13

Depending on the environment and compiler settings, the type char can be signed or unsigned by default, which means the range of values for single character constants on 8-bit 2s complement systems can be either -128..127 or 0..255.

In the ubiquitous ASCII character set, its ISO-8859-X extensions or the UTF-8 encoding, upper- and lowercase letters as well as digits have values below 127.

But such is not the case with the EBCDIC character set:

'A' is 0xC1, 'a' is 0x81 and '1' is 0xF1.

Since these value are above 127, does it mean the type char must be unsigned on 8-bit EBCDIC systems? Or can 'a', 'A' and '1' have negative values?

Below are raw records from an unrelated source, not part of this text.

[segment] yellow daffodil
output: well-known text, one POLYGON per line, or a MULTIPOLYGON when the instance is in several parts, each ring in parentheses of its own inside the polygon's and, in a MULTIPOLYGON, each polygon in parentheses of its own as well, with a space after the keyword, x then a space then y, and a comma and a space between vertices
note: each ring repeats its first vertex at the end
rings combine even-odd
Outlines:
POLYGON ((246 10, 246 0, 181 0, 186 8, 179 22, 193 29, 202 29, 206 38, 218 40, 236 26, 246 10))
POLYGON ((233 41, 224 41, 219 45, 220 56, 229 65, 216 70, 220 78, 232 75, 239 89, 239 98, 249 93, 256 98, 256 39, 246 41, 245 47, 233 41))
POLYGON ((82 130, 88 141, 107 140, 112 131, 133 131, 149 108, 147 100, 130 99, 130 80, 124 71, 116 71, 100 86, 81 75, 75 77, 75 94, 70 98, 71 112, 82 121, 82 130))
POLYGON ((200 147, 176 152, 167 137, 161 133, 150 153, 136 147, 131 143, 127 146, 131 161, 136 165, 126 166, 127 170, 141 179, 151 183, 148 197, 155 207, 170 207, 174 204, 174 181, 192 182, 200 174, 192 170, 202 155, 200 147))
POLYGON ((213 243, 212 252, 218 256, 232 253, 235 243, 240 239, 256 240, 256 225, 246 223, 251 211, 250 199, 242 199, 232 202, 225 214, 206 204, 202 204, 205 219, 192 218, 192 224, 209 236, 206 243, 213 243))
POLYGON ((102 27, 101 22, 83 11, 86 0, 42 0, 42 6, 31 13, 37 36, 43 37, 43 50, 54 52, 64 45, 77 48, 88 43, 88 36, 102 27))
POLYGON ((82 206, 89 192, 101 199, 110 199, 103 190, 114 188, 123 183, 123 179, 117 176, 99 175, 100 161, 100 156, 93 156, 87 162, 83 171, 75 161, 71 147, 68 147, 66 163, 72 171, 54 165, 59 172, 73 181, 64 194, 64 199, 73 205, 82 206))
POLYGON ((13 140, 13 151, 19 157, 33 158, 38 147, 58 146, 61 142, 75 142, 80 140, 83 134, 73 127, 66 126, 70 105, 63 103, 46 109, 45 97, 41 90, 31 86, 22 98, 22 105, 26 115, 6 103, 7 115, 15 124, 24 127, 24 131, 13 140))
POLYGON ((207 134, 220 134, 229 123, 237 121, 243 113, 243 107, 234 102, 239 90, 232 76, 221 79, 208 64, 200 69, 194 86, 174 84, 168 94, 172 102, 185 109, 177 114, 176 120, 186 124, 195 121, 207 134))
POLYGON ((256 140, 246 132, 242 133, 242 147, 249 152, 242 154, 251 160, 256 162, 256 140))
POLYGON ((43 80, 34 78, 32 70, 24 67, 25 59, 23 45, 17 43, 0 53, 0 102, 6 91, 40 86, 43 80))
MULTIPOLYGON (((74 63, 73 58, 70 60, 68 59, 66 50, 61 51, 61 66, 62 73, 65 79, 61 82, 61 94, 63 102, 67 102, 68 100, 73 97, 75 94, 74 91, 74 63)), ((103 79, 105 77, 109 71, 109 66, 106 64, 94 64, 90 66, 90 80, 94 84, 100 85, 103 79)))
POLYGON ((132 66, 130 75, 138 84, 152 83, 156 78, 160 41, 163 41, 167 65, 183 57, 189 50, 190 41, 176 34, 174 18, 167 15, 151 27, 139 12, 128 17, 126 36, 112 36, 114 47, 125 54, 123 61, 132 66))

What about other character sets? Can the letters or digits ever have negative values?

chqrlie
  • 131,814
  • 10
  • 121
  • 189
  • 3
    Possible duplicate of [Is char signed or unsigned by default?](https://stackoverflow.com/questions/2054939/is-char-signed-or-unsigned-by-default) – r3mainer Jul 15 '17 at 21:47
  • 6
    @squeamishossifrage: not a duplicate at all. I'm asking something much more precise than the question in reference. – chqrlie Jul 15 '17 at 21:57
  • chars are either signed or unsigned. If they're unsigned, then they're always positive. If not, then char values with the top bit set are negative. – r3mainer Jul 15 '17 at 21:59
  • 5
    @squeamishossifrage: I am well aware of this regrettable fact. I'm asking if we can always assume `'a' > 0`, especially on EBCDIC systems where `'a'` has the 8-bit encoding `1000 0001`. – chqrlie Jul 15 '17 at 22:02
  • 3
    @chqrlie "basic execution character .... guaranteed to be nonnegative.". was the cite I was looking for [here](https://stackoverflow.com/questions/45104764/relationship-between-char-and-ascii-code/45104867#comment77184210_45104867). Nice Q & A. – chux - Reinstate Monica Jul 15 '17 at 23:58
  • 3
    @chux: thank you for the suggestion. This question was too subtile for a Saturday evening I guess. – chqrlie Jul 16 '17 at 00:03
  • @Peter: the point of this question is exactly this! There is such a guarantee in the C Standard, and has been for a while. See the accepted answer for details. Also `char` values and character constants outside the execution character set should be cast to `(unsigned char)` when passed to `isalpha()`, `isalnum()`... because these functions have undefined behavior for negative values (except `EOF`). – chqrlie Jul 16 '17 at 09:05

1 Answers1

14

C99 states that:

6.2.5 Types

An object declared as type char is large enough to store any member of the basic execution character set.

If a member of the basic execution character set is stored in a char its value is guaranteed to be nonnegative.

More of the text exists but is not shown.